Wie die Brüder Braun aus einer Idee Deutschlands Touristenattraktion Nummer eins machten
Weihnachtszeit ist Modelleisenbahnzeit. Die kleinen Modellwelten im beliebten Maßstab 1:87 stehen dank Digitalisierung immer noch hoch im Kurs des Nachwuchses – sprich auf dem Wunschzettel. Wer meint, dass Modellzüge nur Kinderspielzeug sind, der hat die Rechnung ohne die Gebrüder Braun gemacht. Die haben nämlich vor über 15 Jahren beschlossen, aus ihrem Hobby einen Beruf zu machen: Sie gründeten das Miniatur Wunderland in Hamburg. Eine unglaubliche Erfolgsgeschichte in H0.

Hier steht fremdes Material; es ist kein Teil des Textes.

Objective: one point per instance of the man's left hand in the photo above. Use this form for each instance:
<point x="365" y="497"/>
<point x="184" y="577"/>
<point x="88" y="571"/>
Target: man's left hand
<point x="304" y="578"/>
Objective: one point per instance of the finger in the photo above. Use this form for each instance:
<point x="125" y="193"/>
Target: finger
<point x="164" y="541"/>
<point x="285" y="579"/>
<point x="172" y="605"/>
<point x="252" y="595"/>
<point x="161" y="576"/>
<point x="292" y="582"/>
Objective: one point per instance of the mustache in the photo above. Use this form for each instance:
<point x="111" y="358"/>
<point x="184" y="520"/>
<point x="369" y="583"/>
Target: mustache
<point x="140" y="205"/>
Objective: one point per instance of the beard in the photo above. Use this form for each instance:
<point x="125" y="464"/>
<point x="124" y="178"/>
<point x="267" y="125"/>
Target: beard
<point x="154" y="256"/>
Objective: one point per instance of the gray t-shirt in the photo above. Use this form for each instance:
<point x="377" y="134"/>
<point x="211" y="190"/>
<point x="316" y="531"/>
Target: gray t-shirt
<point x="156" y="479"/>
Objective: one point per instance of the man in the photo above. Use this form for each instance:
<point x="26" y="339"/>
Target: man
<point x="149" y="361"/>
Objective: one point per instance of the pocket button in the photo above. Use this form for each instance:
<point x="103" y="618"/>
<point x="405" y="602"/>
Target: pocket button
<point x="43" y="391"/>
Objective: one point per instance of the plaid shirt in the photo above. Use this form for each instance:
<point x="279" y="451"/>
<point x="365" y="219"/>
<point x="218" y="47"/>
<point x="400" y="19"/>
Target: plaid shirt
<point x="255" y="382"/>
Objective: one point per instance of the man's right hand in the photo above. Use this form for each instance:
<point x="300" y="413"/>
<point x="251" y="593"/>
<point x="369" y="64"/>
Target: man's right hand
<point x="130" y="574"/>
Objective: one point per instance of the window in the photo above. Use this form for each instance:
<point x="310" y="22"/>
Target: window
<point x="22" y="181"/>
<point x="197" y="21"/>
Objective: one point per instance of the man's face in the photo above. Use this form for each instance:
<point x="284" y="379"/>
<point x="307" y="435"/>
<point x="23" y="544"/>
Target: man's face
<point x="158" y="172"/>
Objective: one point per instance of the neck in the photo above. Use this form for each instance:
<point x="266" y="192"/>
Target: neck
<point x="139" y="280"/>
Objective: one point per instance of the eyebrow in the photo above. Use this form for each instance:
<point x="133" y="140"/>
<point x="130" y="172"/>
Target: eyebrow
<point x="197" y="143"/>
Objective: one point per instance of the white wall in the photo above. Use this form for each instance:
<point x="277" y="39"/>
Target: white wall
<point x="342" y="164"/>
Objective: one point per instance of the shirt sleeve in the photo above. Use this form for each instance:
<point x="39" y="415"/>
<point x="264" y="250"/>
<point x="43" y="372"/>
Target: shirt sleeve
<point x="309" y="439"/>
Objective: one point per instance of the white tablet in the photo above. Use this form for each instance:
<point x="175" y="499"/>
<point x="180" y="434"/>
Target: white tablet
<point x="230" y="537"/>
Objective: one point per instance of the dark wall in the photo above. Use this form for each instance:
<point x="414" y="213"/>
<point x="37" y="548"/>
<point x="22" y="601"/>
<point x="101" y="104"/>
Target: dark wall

Wie so manche große Sache beginnt auch die Erfolgsgeschichte des Miniatur Wunderlands mit einer Vision. Frederik Braun, einer der späteren Gründer, sah bei einem Urlaub in der Schweiz eine Modellbahnanlage. Kurzerhand rief er seinen Zwillingsbruder Gerrit in Hamburg an und erzählte ihm von seiner Idee zum Bau der weltgrößten Modellbahnanlage. Das war im Jahr 2000. Bereits ein Jahr später eröffnete das von den Braun-Brüdern getaufte Miniatur Wunderland seine Tore in der Hamburger Speicherstadt. Was zu diesem Zeitpunkt noch nicht einmal die Macher ahnen konnten: Die Miniaturwelt entwickelte sich zu einem echten Publikumsmagneten, der auch die bis dahin eher gemächlich vor sich dahinvegetierende Speicherstadt zu neuem Leben erweckte. Nach vier Jahren wurde bereits der 1.000.000ste Besucher begrüßt, heute sind es schon über 15 Millionen Besucher aus der ganzen Welt. Tendenz weiter steigend. „Diese positive Entwicklung begründet sich aus dem Zusammenspiel mehrerer Faktoren“, erklärt Frederik Braun. „Die Anlage lädt zum Träumen und Beobachten ein, spiegelt Meinungsvielfalt wider und gibt dem Betrachter die Möglichkeit, Teile unserer Welt aus einer völlig anderen Perspektive zu betrachten.“
Die 260.000 Einwohner des Miniatur Wunderlandes wurden von den verschiedenen Mitarbeitern bewusst in Szene gesetzt. Jeder Modellbauer darf sich frei entfalten und einen Teil seiner Beobachtungen und Träume in die Anlage einfließen lassen. In Arbeitsstunden, die in die Hunderttausende gehen, entstand so eine Welt, die dem Original nicht nachsteht. Auch hier gibt es lustige Szenen aus dem Alltag. Genau wie sozialkritische oder aufrüttelnde. Und es sind genau diese Details, die den großen Unterschied machen. Zwar fahren die Züge getreu dem Vorbild, aber die Anlage ist inzwischen mehr als „nur“ eine Modelleisenbahnanlage. Wer eine Zeit an derselben Stelle verweilt, sieht immer wieder neue Szenen. Aber nicht nur die Erschaffung einer eigenen Welt macht das Miniatur Wunderland so einzigartig. Unter den imposanten Landschaften versteckt sich im Modellbau noch nie da gewesener Hightech. „Einer unserer Grundsätze war es schon immer, sich jeder technischen Herausforderung zu stellen, egal, wie aussichtslos sie am Anfang erscheinen mag. Mit dieser Einstellung haben wir es in der Vergangenheit geschafft, Techniken zu kreieren, die die Besucher zum Staunen bringen“, ergänzt Gerrit Braun seinen Bruder. So sorgen beispielsweise 385.000 LED-Lichter, die dynamisch an- und ausgehen, gepaart mit einer eigens entwickelten Lichtsteuerung für eine annähernd perfekte Tag- und Nachtsimulation und über 300 von Computern gesteuerte Autos für große Augen. Das technische Glanzstück ist dabei der Flughafen, auf dem die Flugzeuge nicht nur starten und landen, sondern sich auch auf dem Weg zum Terminal genauso verhalten wie die echten Vorbilder.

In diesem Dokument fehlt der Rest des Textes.